Methods: This is a descriptive study to report the first 2 years of our partnership; We have organized online multidisciplinary lectures of selected LT topics with speakers from SC, EC, and international LT leaders. LT and related clinical protocols and guidelines are discussed during these meetings, allowing bilateral knowledge exchange. Research sessions include group review of abstracts and manuscripts from both teams. We also surveyed the participants of our group to obtain feedback about our past collaborations and future expectations of our projects.

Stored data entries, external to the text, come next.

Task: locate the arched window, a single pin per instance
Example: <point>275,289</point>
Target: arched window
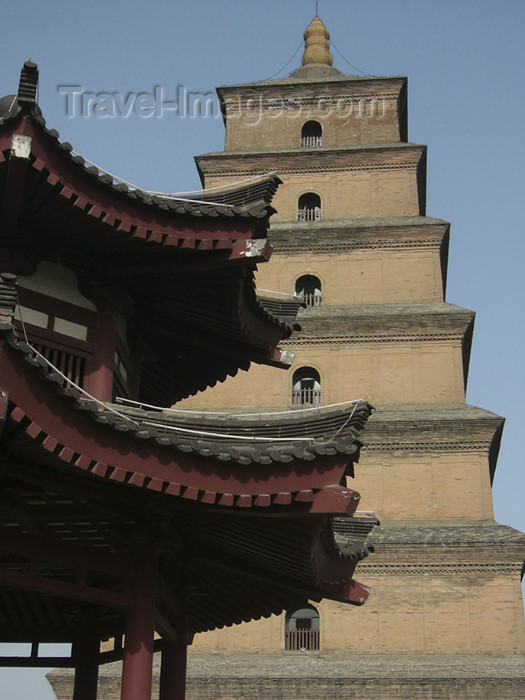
<point>311,135</point>
<point>302,630</point>
<point>306,387</point>
<point>309,207</point>
<point>308,287</point>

Results: Our group consists of a multidisciplinary team of 30 participants (SC=17, EC=13). We had 27 lectures on diverse LT topics, and we participated in over 14 LT international meetings including ILTS and TTS. We have submitted 2 manuscripts, presented 4 abstracts and received support to sponsor 1 research scholar. We reviewed and discussed bilateral protocols on immunosuppression, donor selection and follow-up, biliary complications, COVID-19 vaccination and perioperative care. Twenty-two (73% response rate) participants of our group answered the survey, 77% agrees that the TTS/ILTS Paired Transplant Center Program has contributed to their academic growth by providing new ideas for quality improvement and research projects, 68% agree that the collaboration has increased their knowledge in transplant and help them provide better care for their patients 72%,  81% think they would benefit from discussing pediatric transplantation topics and clinical cases and 26% and 66% respectively see language/translation and other clinical and academic duties as a challenge for our meetings.

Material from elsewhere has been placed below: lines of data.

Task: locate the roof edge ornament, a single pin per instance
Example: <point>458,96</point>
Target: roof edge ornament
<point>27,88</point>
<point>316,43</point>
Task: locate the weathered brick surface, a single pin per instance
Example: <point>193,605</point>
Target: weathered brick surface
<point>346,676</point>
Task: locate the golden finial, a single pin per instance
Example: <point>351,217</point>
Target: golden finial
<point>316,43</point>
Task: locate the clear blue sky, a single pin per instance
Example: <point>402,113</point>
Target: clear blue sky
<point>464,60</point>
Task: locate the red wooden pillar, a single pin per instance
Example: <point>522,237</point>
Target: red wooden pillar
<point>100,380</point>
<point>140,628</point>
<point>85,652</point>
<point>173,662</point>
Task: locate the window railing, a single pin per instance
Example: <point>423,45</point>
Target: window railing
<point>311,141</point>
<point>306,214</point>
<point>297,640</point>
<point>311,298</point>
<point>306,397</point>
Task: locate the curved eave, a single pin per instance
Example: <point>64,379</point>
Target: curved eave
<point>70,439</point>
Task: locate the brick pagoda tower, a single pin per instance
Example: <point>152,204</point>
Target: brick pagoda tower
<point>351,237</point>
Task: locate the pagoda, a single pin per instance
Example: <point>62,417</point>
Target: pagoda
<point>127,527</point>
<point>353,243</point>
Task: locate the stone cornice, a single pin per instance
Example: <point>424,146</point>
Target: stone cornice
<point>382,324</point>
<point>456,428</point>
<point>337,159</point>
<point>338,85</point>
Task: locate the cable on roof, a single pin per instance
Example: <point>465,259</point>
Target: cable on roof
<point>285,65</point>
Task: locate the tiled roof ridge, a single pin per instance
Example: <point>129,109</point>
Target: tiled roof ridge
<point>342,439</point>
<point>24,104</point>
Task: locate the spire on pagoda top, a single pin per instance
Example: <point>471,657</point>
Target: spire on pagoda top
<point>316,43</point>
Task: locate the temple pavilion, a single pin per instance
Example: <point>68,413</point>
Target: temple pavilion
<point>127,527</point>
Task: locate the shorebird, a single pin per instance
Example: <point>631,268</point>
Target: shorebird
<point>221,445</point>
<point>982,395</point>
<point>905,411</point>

Conclusion: Our results show that it is feasible to have clinical and academic advancements through online efforts that ultimately impact bilateral patient care. Partnering with ECs and participating together in international studies helps expand their network for further independent collaborations. COVID-19 has limited in-person collaborations; however, telehealth platforms have been a useful and affordable tool for international collaboration among LT centers around the world.